Some New Yorker staffers are not as sanguine. According to Frank Modell, a New Yorker cartoonist, an attorney who was advising Shawn during the negotiations felt that Newhouse's promises to preserve the quality of the magazine lacked legal teeth. But when Shawn's lawyer presented his own proposals to protect the magazine's employees and operations, Fleischmann's attorney rejected them as unnecessary. The confidence of staff members in the agreement was further eroded when they learned that the Associated Press carried a report of the board's decision to sell the magazine before Shawn had been informed.
Many of the fears reflect the natural edginess of a somewhat secluded clan that has had only two chieftains in 60 years. "The New Yorker is an odd kind of institution," says Calvin Trillin, a staff writer. "Any kind of change is bound to cause humbug." Others fear that after Newhouse assumes control, he will not honor his hands-off pledge. "Once Newhouse acquires the magazine, it's his," says a writer. "He'll do what he pleases with his possession." Some contend that even minor tinkering, like stricter accounting methods, could destroy the magazine's idiosyncratic procedures. "The New Yorker is kind of like the Venus's-flytrap," says one staffer. "It violates all kinds ! of horticultural laws. But if you go in and streamline it, you'll kill the plant."

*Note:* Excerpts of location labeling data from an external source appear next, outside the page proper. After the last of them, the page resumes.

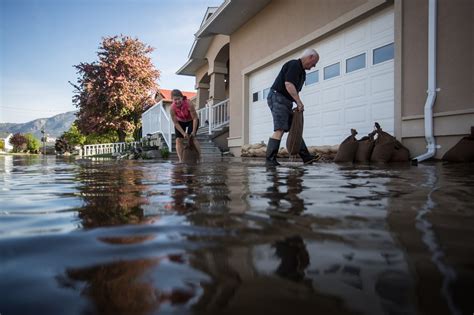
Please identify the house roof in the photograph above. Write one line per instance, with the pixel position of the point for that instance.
(230, 16)
(4, 134)
(225, 19)
(166, 94)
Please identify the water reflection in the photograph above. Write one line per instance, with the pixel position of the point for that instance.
(129, 287)
(284, 189)
(231, 237)
(111, 195)
(294, 258)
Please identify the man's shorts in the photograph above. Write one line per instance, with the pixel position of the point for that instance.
(282, 110)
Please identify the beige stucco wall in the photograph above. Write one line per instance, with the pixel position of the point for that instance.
(454, 107)
(277, 29)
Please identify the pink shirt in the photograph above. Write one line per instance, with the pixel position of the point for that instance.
(182, 112)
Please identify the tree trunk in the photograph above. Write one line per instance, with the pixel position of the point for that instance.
(121, 134)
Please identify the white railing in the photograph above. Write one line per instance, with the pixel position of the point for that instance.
(203, 115)
(107, 148)
(156, 120)
(214, 116)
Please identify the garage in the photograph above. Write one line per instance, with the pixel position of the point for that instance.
(352, 86)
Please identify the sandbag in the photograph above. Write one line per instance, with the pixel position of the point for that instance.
(190, 153)
(365, 148)
(348, 148)
(384, 146)
(463, 151)
(400, 154)
(295, 135)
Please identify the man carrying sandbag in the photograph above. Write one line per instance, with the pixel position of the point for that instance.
(283, 93)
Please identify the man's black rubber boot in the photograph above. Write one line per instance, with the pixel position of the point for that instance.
(307, 157)
(272, 152)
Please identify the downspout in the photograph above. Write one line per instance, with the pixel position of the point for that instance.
(431, 97)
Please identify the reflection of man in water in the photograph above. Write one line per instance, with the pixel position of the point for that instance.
(294, 186)
(294, 258)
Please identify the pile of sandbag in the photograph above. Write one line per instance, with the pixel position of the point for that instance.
(254, 150)
(383, 149)
(463, 151)
(295, 134)
(190, 152)
(348, 148)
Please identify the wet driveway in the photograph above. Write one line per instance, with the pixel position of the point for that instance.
(229, 236)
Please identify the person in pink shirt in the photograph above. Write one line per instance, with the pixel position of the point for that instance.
(185, 121)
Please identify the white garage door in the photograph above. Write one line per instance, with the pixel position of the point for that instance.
(351, 87)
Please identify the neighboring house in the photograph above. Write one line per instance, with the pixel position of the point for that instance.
(5, 138)
(373, 67)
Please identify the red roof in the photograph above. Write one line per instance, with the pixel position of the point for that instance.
(166, 94)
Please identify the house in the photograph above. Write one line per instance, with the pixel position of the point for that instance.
(5, 138)
(378, 59)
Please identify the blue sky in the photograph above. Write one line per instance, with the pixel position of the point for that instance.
(41, 40)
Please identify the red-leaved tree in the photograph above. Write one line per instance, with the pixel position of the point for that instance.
(19, 142)
(113, 92)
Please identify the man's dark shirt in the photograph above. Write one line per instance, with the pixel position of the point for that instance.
(293, 72)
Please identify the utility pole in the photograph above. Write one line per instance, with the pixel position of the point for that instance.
(43, 139)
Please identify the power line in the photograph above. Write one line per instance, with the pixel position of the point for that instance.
(37, 110)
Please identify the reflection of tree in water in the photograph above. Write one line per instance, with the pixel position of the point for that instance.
(195, 189)
(112, 194)
(293, 181)
(185, 189)
(127, 287)
(294, 258)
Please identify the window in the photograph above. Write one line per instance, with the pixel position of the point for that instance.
(332, 71)
(265, 93)
(255, 97)
(383, 53)
(355, 63)
(312, 77)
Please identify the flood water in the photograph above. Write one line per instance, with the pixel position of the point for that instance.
(229, 236)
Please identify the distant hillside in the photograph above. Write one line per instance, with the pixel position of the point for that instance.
(54, 126)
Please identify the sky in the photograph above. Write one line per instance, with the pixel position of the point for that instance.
(41, 41)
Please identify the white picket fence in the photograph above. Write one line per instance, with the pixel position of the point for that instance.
(107, 148)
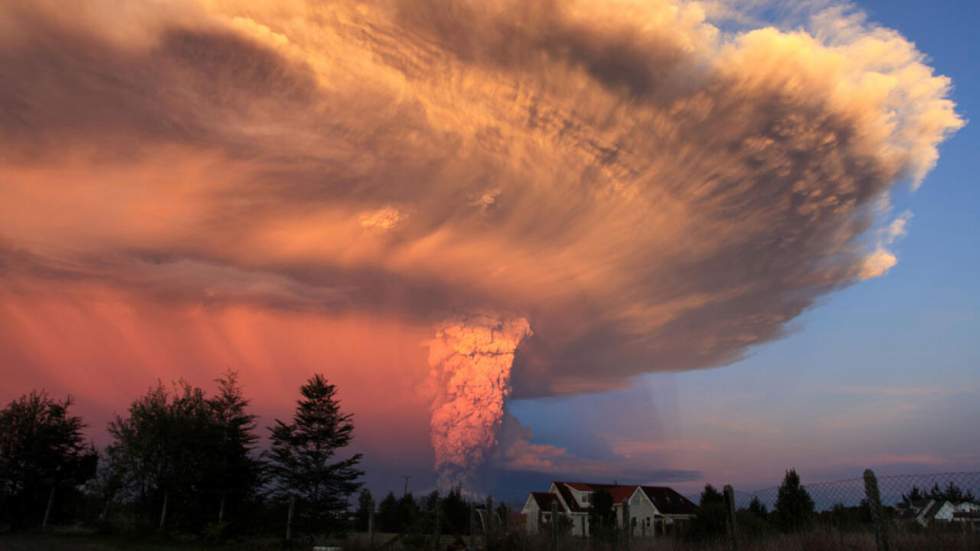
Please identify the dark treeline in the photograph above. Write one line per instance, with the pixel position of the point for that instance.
(181, 460)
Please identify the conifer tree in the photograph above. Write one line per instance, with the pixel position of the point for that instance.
(304, 462)
(794, 507)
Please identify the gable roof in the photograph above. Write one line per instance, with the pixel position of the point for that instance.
(545, 499)
(568, 498)
(665, 499)
(668, 501)
(619, 493)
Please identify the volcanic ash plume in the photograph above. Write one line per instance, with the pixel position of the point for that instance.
(471, 360)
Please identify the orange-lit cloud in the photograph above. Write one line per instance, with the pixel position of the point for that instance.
(647, 191)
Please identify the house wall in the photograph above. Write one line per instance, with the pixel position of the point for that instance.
(531, 513)
(645, 514)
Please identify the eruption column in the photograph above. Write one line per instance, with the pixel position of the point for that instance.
(470, 360)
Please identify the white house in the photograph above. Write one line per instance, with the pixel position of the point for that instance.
(649, 510)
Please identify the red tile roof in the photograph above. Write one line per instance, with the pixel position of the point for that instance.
(545, 499)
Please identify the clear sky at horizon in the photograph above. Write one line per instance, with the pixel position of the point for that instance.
(370, 194)
(883, 374)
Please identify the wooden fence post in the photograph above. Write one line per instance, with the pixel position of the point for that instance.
(47, 510)
(877, 515)
(627, 525)
(732, 525)
(554, 525)
(289, 519)
(371, 527)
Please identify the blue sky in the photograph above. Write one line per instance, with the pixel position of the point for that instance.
(884, 374)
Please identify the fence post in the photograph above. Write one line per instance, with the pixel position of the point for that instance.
(732, 525)
(877, 515)
(554, 525)
(474, 520)
(289, 519)
(371, 527)
(488, 521)
(627, 525)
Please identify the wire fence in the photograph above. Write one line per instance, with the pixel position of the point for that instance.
(895, 491)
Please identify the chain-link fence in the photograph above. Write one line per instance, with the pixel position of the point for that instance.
(907, 511)
(895, 490)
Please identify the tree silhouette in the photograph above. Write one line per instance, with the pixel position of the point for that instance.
(234, 472)
(711, 521)
(41, 449)
(388, 518)
(794, 507)
(757, 508)
(365, 507)
(303, 457)
(166, 449)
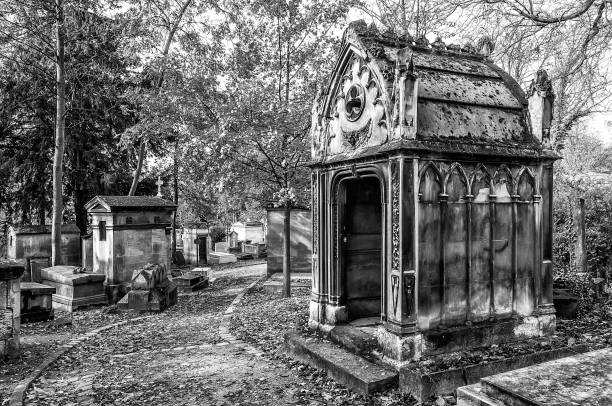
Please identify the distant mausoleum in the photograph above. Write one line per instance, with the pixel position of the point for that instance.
(300, 235)
(432, 183)
(129, 232)
(35, 241)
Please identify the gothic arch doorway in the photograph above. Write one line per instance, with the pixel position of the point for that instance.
(360, 229)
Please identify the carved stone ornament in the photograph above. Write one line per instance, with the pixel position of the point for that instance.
(409, 293)
(395, 291)
(395, 216)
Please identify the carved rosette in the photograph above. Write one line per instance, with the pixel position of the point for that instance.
(358, 112)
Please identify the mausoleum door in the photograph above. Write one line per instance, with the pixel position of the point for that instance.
(361, 243)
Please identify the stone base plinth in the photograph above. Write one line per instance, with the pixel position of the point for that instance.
(74, 290)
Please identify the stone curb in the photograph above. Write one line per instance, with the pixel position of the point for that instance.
(224, 331)
(18, 394)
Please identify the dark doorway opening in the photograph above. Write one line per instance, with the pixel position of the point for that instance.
(361, 246)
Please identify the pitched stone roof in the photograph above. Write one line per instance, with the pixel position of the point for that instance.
(464, 102)
(130, 203)
(45, 229)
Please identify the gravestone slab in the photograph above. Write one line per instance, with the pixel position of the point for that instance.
(221, 258)
(190, 282)
(74, 289)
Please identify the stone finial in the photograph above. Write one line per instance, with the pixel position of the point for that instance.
(485, 46)
(358, 25)
(159, 184)
(453, 47)
(422, 42)
(439, 44)
(406, 37)
(373, 30)
(468, 48)
(541, 104)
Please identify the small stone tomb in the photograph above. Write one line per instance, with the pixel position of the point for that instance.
(577, 380)
(129, 232)
(35, 241)
(75, 288)
(151, 290)
(10, 272)
(190, 282)
(36, 302)
(221, 258)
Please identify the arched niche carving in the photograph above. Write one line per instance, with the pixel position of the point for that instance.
(503, 185)
(430, 184)
(480, 186)
(456, 183)
(525, 188)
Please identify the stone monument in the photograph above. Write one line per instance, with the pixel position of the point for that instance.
(10, 305)
(432, 197)
(128, 233)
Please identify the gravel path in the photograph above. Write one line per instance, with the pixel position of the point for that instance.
(175, 357)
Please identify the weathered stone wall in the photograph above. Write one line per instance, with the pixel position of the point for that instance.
(301, 240)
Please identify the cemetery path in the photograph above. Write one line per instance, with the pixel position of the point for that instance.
(176, 357)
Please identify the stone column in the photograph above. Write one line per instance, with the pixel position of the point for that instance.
(10, 307)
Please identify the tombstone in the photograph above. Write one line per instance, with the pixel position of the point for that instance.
(10, 299)
(129, 232)
(74, 287)
(36, 302)
(151, 290)
(87, 251)
(251, 231)
(196, 245)
(233, 239)
(301, 239)
(432, 198)
(222, 246)
(35, 241)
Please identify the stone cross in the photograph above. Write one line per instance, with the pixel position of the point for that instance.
(159, 184)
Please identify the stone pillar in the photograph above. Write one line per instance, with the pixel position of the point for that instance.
(580, 257)
(10, 306)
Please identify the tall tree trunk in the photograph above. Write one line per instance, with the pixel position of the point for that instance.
(141, 153)
(287, 252)
(175, 176)
(56, 231)
(172, 28)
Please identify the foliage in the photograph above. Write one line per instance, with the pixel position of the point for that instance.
(582, 173)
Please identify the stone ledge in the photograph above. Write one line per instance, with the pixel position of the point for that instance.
(345, 367)
(425, 385)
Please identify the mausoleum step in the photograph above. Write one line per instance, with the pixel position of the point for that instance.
(345, 367)
(473, 395)
(354, 339)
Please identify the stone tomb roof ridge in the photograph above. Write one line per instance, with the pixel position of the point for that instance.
(460, 96)
(118, 203)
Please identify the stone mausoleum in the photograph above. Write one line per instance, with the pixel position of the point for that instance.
(129, 232)
(432, 196)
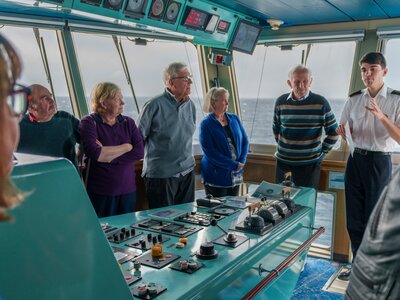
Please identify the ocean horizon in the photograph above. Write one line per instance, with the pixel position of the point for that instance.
(256, 115)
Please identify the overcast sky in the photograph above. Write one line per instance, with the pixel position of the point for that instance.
(258, 75)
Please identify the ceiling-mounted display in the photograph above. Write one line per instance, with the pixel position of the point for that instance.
(92, 2)
(135, 8)
(212, 23)
(245, 37)
(157, 9)
(223, 26)
(113, 4)
(172, 12)
(195, 18)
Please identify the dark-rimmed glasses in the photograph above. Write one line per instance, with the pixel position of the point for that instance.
(184, 78)
(18, 99)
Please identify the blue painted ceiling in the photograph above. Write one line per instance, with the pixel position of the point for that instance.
(307, 12)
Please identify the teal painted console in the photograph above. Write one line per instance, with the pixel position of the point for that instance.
(56, 248)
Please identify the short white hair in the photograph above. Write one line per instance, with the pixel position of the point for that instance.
(299, 69)
(212, 97)
(172, 71)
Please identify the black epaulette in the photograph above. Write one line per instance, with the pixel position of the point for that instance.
(355, 93)
(395, 92)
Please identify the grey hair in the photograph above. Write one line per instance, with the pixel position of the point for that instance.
(172, 71)
(212, 97)
(299, 69)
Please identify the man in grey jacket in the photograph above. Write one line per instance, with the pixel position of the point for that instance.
(167, 124)
(375, 271)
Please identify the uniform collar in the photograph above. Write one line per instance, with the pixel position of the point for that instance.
(382, 92)
(290, 96)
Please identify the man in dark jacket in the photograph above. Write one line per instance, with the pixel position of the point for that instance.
(375, 271)
(46, 131)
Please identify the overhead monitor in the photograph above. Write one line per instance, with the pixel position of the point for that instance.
(245, 37)
(212, 24)
(92, 2)
(113, 4)
(135, 8)
(223, 26)
(195, 18)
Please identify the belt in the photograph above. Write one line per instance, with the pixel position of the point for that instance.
(367, 152)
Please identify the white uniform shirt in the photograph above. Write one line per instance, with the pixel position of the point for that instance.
(368, 132)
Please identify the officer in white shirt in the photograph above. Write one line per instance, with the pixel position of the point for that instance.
(373, 115)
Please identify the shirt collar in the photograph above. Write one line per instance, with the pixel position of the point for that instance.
(173, 97)
(99, 119)
(382, 92)
(32, 119)
(290, 96)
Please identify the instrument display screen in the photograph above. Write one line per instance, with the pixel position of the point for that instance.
(195, 18)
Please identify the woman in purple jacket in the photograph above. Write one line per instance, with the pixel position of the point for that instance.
(225, 145)
(113, 143)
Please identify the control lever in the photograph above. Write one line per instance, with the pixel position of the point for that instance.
(230, 237)
(288, 180)
(208, 201)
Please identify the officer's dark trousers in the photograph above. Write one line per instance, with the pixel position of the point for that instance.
(366, 176)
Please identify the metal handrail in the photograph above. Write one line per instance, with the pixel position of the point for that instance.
(275, 272)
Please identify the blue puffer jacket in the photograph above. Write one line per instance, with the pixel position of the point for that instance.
(217, 163)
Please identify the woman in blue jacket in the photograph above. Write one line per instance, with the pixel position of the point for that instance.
(225, 145)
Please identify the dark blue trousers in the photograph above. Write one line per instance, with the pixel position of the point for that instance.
(365, 177)
(305, 175)
(106, 206)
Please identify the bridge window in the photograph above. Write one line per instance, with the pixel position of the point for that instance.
(147, 63)
(99, 61)
(392, 58)
(392, 79)
(262, 78)
(33, 62)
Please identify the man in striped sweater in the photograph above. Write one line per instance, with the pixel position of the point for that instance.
(299, 120)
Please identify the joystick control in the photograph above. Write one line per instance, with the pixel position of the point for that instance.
(207, 251)
(230, 237)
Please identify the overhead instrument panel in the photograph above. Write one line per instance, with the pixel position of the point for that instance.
(135, 8)
(172, 12)
(113, 4)
(195, 19)
(208, 23)
(223, 26)
(212, 24)
(63, 3)
(157, 9)
(92, 2)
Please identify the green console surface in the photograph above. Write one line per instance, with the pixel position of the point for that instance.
(56, 248)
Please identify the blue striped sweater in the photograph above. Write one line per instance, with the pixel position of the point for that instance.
(297, 128)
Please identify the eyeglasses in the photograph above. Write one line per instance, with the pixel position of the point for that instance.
(18, 99)
(184, 78)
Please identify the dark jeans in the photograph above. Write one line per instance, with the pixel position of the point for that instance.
(106, 206)
(365, 178)
(162, 192)
(305, 175)
(221, 192)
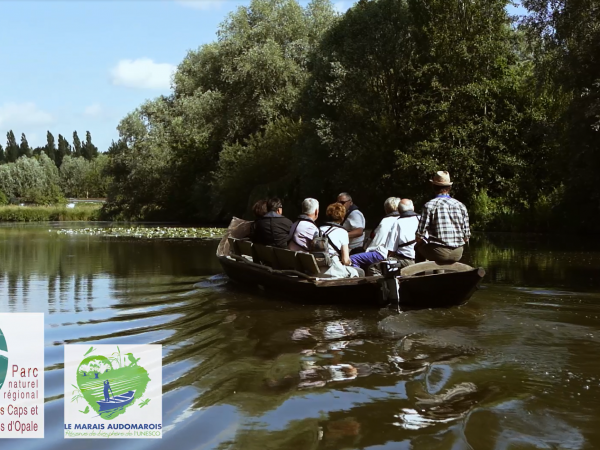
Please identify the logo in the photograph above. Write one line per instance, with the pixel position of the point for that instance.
(113, 391)
(3, 358)
(22, 375)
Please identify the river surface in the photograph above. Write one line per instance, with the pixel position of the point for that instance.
(517, 367)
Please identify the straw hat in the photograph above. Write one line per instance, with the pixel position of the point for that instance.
(441, 178)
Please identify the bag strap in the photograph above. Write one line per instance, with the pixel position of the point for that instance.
(406, 244)
(330, 242)
(293, 238)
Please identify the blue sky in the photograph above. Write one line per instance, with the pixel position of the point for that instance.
(84, 64)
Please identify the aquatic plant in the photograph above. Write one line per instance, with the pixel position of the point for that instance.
(148, 232)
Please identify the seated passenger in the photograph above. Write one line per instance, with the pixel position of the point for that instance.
(353, 222)
(259, 209)
(378, 248)
(402, 248)
(272, 228)
(304, 228)
(338, 245)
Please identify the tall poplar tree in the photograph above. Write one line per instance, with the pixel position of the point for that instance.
(50, 148)
(24, 149)
(90, 151)
(77, 149)
(12, 148)
(64, 149)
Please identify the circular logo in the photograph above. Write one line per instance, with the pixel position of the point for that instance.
(3, 358)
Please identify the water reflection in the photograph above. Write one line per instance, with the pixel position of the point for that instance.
(514, 368)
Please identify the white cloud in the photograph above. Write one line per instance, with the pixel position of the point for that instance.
(94, 110)
(201, 4)
(142, 73)
(23, 115)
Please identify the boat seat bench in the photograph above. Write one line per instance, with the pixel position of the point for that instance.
(277, 258)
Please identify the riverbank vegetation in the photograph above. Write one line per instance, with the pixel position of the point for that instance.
(39, 181)
(54, 213)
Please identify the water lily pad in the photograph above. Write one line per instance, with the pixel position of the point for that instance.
(148, 232)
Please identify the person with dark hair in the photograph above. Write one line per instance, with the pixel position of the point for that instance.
(260, 208)
(339, 251)
(353, 222)
(380, 246)
(272, 228)
(444, 226)
(303, 230)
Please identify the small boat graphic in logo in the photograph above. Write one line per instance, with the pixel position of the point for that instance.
(110, 384)
(3, 359)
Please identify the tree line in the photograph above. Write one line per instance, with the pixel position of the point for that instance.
(55, 151)
(301, 101)
(45, 175)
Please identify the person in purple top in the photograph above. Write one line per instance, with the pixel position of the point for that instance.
(444, 226)
(304, 229)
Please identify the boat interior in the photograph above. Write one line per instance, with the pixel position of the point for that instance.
(304, 264)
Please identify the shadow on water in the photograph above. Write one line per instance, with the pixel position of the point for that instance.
(516, 367)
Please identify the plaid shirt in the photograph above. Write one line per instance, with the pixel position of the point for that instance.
(447, 222)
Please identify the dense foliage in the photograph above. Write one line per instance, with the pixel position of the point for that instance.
(45, 175)
(296, 102)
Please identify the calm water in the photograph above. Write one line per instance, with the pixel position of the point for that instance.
(515, 368)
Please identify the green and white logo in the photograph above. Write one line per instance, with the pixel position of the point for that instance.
(113, 391)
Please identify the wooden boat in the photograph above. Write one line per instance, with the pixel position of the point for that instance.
(296, 275)
(117, 401)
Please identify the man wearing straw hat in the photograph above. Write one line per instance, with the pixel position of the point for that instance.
(444, 227)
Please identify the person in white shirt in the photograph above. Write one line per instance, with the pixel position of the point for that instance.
(353, 222)
(338, 244)
(381, 243)
(304, 229)
(403, 237)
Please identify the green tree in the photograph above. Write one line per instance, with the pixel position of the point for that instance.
(24, 149)
(566, 35)
(224, 93)
(402, 88)
(50, 148)
(73, 176)
(89, 150)
(12, 148)
(77, 148)
(64, 149)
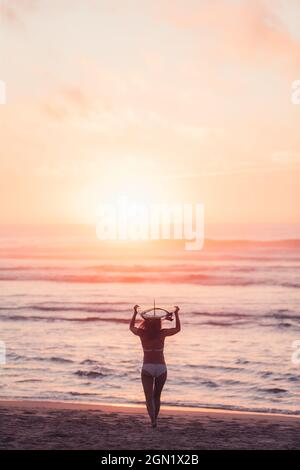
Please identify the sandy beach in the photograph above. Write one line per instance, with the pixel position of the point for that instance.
(53, 425)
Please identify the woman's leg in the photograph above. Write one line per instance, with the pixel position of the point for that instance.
(148, 382)
(159, 384)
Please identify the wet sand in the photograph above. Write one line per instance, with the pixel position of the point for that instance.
(54, 425)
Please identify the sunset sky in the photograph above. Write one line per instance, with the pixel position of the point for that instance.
(163, 101)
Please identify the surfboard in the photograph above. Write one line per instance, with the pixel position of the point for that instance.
(156, 312)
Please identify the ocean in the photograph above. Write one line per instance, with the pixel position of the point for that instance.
(66, 301)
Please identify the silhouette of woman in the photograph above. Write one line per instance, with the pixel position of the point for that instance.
(154, 369)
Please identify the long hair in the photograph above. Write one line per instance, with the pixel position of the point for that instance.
(152, 326)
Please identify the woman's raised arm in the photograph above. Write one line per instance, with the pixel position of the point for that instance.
(132, 326)
(177, 328)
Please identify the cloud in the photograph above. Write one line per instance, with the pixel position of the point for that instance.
(14, 11)
(286, 157)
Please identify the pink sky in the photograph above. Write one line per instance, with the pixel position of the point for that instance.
(160, 100)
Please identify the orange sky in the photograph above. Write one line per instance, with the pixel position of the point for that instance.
(158, 100)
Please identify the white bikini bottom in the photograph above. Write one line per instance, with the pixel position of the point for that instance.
(154, 369)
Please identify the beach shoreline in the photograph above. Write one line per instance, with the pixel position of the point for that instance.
(28, 424)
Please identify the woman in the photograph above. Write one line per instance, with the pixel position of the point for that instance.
(154, 370)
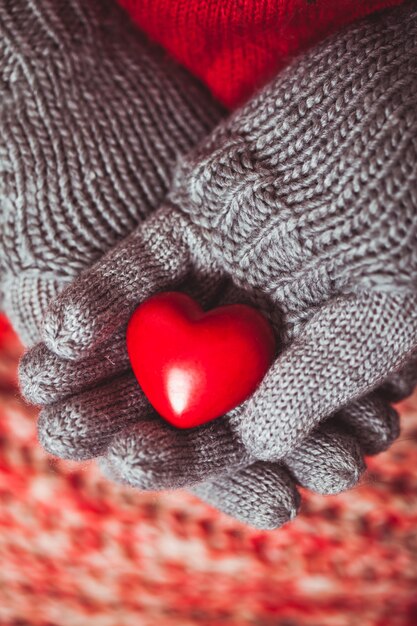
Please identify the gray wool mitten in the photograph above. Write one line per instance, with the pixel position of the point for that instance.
(92, 121)
(306, 199)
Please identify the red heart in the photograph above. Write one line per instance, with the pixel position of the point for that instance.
(195, 366)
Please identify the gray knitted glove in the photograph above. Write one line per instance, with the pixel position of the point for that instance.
(306, 198)
(92, 121)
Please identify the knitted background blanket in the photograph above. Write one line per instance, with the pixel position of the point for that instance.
(76, 549)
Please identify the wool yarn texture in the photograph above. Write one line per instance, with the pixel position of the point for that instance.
(304, 201)
(93, 118)
(235, 47)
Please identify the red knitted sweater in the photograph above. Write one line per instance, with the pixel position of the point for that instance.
(235, 46)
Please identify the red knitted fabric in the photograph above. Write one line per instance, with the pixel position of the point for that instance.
(235, 46)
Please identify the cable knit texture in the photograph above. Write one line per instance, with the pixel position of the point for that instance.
(93, 118)
(306, 199)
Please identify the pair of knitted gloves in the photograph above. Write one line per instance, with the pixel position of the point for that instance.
(120, 177)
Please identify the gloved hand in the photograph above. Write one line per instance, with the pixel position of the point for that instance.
(306, 199)
(92, 121)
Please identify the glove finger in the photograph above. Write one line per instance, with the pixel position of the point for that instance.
(45, 378)
(329, 461)
(347, 349)
(82, 427)
(153, 455)
(26, 298)
(373, 422)
(102, 298)
(262, 495)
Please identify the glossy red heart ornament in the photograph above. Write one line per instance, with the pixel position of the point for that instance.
(195, 366)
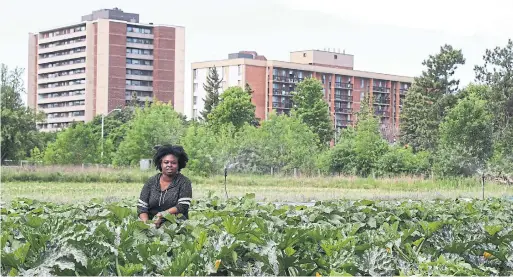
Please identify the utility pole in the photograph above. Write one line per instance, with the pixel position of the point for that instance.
(103, 116)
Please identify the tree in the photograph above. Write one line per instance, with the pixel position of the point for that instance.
(369, 145)
(200, 143)
(248, 89)
(18, 122)
(342, 157)
(154, 125)
(416, 124)
(312, 110)
(212, 92)
(284, 142)
(435, 90)
(465, 137)
(497, 73)
(77, 144)
(235, 107)
(255, 121)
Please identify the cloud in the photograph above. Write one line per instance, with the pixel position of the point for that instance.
(467, 18)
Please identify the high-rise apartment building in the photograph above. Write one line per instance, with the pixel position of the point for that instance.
(78, 71)
(273, 82)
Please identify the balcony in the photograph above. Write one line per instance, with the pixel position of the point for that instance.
(140, 88)
(139, 35)
(63, 109)
(64, 57)
(65, 119)
(61, 78)
(66, 46)
(139, 56)
(382, 113)
(139, 45)
(61, 88)
(344, 110)
(62, 37)
(60, 99)
(381, 100)
(65, 67)
(343, 123)
(343, 85)
(282, 92)
(287, 79)
(139, 66)
(280, 105)
(140, 77)
(344, 98)
(380, 89)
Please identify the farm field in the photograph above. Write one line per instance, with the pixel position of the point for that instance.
(282, 192)
(71, 184)
(243, 237)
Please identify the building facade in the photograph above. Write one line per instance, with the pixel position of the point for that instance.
(273, 82)
(78, 71)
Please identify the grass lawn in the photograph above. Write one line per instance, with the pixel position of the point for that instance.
(266, 188)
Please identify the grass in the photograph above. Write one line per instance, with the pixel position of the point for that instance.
(72, 192)
(70, 184)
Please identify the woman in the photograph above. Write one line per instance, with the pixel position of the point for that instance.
(168, 192)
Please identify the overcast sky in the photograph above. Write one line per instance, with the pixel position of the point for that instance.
(391, 36)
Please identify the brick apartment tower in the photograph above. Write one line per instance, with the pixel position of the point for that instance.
(273, 82)
(78, 71)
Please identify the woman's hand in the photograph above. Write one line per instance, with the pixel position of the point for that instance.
(160, 216)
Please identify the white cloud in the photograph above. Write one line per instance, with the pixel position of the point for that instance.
(467, 18)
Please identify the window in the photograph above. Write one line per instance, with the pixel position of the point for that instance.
(139, 51)
(139, 62)
(139, 40)
(139, 83)
(140, 30)
(139, 72)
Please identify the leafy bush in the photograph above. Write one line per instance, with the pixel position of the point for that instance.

What may best protect The New Yorker is its good health. Circulation (500,000) has held fairly steady for the past five years, and the magazine's subscribers tend to be the sort of devoted, moneyed readers that advertisers court. Ad pages were down in 1984 from the previous year, but revenues rose 3.7%, to $49.3 million, while profits increased to $5.6 million from $5.3 million the previous year. "I doubt Mr. Newhouse has bought the goose that lays whatever kind of eggs it lays to kill the goose," says Author John Updike, a New Yorker contributor.
Some long-admiring readers feel that the magazine would benefit from a fresh breeze or two riffling through its pages. New Yorker fiction is frequently obscure and small in ambition. The magazine's profiles and political commentary are too often tests of reader endurance, while its "Talk of the Town" section sometimes manages to be both dull and arch.
Then there is the matter of Shawn's successor. Shawn attempted to anoint one several years ago, but he dropped the idea. Now the matter will be in Newhouse's hands. It seems plain that a succession of some kind will have to be devised, even though Shawn has displayed no desire to depart 43rd Street. How Newhouse handles Shawn, still very much a revered figure in the halls of The New Yorker, will go a long way toward determining how the New Yorker family feels about the new proprietor.